Popescu Bogdan, Sheela Sheenu, Thompson Julie, Grasmeder Sophia, Intrater Therese, DeStefano Christin B, Hourigan Christopher S, Lai Catherine
Laboratory of Myeloid Malignancies, Hematology Branch, National Heart, Lung and Blood Institute, National Institutes of Health.
Clin Hematol Int. 2020 Mar;2(1):27-31. doi: 10.2991/chi.d.191128.001. Epub 2019 Dec 9.
Therapy for those with relapsed or refractory acute myeloid leukemia is suboptimal. Studies have suggested that timed sequential salvage combination cytotoxic chemotherapy may have particular utility for that indication. We report here a series of ten such adult patients treated sequentially at a single center with EMA (cytarabine 500 mg/m/day as continuous infusion on days 1-3 and days 8-10, mitoxantrone 12 mg/m/day on days 1-3, and etoposide 200 mg/m/day as continuous infusion on days 8-10). The overall complete remission rate was 40% (including 3 of 4 of those with relapsed disease) but use of this regimen was associated with prolonged cytopenia and a high rate of infectious adverse events. Even with the availability of modern infectious prophylaxis and therapies, the EMA regimen is likely best reserved for those with relapsed disease treated with curative intent prior to an allogeneic hematopoietic cell transplant.

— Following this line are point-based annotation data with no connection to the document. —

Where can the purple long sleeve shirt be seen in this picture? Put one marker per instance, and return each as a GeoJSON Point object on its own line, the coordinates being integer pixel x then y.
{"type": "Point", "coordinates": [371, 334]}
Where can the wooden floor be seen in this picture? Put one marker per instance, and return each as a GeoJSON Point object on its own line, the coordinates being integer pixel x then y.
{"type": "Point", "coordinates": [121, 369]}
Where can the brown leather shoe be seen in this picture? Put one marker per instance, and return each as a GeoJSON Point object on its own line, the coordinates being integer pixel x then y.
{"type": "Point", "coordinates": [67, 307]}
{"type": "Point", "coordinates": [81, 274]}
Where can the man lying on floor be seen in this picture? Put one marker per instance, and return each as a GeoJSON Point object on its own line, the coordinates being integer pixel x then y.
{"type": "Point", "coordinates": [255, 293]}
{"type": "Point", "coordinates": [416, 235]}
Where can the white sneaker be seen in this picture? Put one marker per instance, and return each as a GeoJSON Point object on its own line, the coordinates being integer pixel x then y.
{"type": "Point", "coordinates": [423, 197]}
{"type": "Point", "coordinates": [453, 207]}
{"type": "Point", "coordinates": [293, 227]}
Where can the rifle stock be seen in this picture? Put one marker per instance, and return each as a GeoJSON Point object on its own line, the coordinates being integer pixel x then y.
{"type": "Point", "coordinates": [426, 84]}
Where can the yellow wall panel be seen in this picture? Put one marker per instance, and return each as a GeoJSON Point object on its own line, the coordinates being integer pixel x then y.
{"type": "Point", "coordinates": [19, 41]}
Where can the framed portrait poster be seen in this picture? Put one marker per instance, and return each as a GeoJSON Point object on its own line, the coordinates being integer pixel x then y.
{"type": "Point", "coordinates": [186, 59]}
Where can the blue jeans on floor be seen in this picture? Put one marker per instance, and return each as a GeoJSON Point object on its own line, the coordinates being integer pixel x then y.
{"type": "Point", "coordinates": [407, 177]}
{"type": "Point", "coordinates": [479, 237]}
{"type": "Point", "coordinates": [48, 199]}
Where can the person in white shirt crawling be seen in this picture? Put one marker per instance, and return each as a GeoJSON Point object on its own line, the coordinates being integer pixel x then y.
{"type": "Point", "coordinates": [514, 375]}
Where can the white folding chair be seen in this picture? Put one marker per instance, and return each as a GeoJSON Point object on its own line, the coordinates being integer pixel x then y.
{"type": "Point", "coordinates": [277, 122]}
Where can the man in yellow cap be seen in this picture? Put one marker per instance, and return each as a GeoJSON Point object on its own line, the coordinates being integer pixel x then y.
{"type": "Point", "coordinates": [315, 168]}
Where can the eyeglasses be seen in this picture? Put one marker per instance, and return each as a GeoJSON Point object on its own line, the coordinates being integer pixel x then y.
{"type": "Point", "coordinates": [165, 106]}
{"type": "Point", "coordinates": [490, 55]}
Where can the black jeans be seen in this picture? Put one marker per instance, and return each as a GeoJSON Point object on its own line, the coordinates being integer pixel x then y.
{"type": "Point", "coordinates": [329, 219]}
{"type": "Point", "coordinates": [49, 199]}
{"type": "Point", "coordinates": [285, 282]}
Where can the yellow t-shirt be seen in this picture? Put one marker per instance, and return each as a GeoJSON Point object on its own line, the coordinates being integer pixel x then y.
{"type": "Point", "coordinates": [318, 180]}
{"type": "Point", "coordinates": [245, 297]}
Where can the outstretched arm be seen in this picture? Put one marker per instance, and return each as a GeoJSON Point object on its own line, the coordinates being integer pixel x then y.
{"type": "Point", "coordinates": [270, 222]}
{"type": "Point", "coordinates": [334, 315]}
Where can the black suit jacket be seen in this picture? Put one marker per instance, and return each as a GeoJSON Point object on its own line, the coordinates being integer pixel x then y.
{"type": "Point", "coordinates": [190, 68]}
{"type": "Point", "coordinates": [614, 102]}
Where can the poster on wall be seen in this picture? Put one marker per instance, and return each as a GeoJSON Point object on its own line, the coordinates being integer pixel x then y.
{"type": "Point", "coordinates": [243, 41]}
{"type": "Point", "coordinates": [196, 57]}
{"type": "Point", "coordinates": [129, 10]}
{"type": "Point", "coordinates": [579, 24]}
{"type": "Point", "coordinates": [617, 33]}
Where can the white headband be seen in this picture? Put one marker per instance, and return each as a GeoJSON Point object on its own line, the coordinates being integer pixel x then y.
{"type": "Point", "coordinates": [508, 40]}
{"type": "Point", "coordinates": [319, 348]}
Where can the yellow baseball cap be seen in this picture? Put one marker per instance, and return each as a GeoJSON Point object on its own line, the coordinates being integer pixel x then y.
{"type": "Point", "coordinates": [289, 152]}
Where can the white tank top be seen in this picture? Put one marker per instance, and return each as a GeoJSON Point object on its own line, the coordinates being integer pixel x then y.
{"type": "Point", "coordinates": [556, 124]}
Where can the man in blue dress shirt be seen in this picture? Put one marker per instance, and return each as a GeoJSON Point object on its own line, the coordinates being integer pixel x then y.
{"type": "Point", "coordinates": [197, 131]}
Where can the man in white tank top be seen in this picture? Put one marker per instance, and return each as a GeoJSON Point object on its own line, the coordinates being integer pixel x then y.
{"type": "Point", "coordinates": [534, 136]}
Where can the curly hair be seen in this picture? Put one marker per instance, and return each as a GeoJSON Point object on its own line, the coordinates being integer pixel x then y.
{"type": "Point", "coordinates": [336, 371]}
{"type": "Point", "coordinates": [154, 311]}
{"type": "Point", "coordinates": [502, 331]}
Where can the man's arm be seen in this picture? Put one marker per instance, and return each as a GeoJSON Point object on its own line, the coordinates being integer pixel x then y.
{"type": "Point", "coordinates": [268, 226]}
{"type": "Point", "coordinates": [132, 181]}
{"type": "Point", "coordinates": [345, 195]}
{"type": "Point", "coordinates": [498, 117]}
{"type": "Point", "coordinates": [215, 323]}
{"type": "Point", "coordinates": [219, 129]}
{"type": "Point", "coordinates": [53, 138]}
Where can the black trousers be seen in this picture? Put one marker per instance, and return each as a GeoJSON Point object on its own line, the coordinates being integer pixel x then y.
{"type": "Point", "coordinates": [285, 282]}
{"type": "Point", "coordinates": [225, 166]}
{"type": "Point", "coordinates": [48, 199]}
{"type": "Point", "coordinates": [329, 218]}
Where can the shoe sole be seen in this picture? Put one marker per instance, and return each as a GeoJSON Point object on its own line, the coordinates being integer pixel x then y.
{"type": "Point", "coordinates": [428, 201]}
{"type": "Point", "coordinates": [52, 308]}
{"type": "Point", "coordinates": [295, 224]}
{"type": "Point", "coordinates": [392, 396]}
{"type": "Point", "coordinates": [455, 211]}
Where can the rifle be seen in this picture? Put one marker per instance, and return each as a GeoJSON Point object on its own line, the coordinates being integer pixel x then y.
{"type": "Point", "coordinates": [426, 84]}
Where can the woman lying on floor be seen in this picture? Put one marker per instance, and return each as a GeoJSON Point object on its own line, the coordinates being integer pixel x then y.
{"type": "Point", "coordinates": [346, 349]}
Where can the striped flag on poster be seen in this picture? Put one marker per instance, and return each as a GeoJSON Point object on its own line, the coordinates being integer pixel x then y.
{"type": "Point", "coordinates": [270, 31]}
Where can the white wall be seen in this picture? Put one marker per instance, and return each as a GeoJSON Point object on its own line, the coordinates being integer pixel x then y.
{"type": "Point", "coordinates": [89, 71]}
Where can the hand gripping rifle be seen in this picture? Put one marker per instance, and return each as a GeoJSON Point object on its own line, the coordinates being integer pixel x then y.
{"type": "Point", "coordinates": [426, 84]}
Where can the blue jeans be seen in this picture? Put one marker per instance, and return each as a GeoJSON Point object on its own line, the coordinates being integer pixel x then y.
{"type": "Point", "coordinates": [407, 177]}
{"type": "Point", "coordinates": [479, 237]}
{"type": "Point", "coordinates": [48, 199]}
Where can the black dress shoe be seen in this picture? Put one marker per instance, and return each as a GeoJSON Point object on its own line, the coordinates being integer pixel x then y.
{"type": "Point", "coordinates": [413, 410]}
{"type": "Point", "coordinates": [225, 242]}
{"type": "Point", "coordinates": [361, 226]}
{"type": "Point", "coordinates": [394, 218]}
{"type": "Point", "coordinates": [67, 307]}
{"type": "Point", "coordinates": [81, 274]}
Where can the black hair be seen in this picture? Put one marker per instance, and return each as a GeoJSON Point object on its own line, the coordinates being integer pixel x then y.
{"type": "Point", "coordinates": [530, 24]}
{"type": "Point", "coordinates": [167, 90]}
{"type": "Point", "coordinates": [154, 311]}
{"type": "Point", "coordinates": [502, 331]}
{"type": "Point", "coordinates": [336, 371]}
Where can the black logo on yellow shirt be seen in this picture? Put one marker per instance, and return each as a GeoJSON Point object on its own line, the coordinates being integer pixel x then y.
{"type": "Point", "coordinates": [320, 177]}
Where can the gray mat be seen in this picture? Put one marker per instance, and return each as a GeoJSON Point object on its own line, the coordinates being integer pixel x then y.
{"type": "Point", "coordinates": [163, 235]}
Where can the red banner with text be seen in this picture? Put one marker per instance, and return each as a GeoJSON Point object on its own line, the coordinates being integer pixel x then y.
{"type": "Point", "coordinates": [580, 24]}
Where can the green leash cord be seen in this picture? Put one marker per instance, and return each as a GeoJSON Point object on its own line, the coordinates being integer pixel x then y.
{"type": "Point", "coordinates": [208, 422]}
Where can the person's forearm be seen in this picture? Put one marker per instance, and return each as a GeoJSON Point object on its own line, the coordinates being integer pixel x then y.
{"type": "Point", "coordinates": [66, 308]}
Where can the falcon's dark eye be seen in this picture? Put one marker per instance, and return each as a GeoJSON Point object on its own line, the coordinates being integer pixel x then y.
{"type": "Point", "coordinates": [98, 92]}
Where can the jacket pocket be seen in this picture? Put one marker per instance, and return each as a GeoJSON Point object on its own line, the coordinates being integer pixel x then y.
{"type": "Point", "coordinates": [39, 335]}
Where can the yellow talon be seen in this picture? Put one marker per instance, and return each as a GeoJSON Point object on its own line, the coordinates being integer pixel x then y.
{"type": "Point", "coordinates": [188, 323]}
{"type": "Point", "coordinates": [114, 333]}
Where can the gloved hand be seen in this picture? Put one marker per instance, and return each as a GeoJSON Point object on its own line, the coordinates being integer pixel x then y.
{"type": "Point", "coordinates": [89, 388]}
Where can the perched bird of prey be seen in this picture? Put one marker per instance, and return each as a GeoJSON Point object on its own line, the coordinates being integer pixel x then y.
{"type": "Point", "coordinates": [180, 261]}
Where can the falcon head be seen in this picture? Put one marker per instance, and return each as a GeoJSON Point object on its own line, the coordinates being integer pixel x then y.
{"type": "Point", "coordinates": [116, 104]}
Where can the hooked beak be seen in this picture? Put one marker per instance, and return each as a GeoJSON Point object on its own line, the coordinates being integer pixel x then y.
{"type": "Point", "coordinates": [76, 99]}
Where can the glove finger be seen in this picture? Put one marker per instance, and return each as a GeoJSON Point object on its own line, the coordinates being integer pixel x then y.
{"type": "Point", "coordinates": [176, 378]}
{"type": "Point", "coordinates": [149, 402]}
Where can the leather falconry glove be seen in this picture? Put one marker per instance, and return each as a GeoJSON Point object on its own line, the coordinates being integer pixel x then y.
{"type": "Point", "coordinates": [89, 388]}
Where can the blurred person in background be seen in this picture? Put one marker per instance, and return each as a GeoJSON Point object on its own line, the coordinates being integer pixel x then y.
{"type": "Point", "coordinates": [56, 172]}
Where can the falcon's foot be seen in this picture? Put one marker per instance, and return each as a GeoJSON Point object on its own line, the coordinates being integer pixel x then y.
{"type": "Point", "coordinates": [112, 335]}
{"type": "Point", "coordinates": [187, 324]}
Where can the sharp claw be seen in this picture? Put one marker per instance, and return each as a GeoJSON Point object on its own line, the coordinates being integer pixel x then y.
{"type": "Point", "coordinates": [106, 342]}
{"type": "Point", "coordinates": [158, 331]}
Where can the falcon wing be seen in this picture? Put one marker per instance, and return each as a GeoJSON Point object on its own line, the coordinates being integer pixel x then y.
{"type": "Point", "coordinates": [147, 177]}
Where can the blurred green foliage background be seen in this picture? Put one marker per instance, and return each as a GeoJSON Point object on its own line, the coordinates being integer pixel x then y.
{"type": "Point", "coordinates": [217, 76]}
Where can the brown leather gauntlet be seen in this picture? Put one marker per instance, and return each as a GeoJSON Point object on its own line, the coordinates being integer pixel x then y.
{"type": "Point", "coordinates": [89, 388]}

对于复发或难治性急性髓系白血病患者,治疗效果并不理想。研究表明,定时序贯挽救性联合细胞毒性化疗可能对该适应症具有特殊作用。我们在此报告了在单一中心对10例此类成年患者依次进行EMA方案治疗的情况(阿糖胞苷500mg/m²/天,在第1 - 3天和第8 - 10天持续输注;米托蒽醌12mg/m²/天,在第1 - 3天;依托泊苷200mg/m²/天,在第8 - 10天持续输注)。总体完全缓解率为40%(包括4例复发患者中的3例),但使用该方案会导致血细胞减少期延长以及感染性不良事件发生率较高。即使有现代感染预防和治疗手段,EMA方案可能最好仅用于那些在异基因造血细胞移植前接受根治性治疗的复发患者。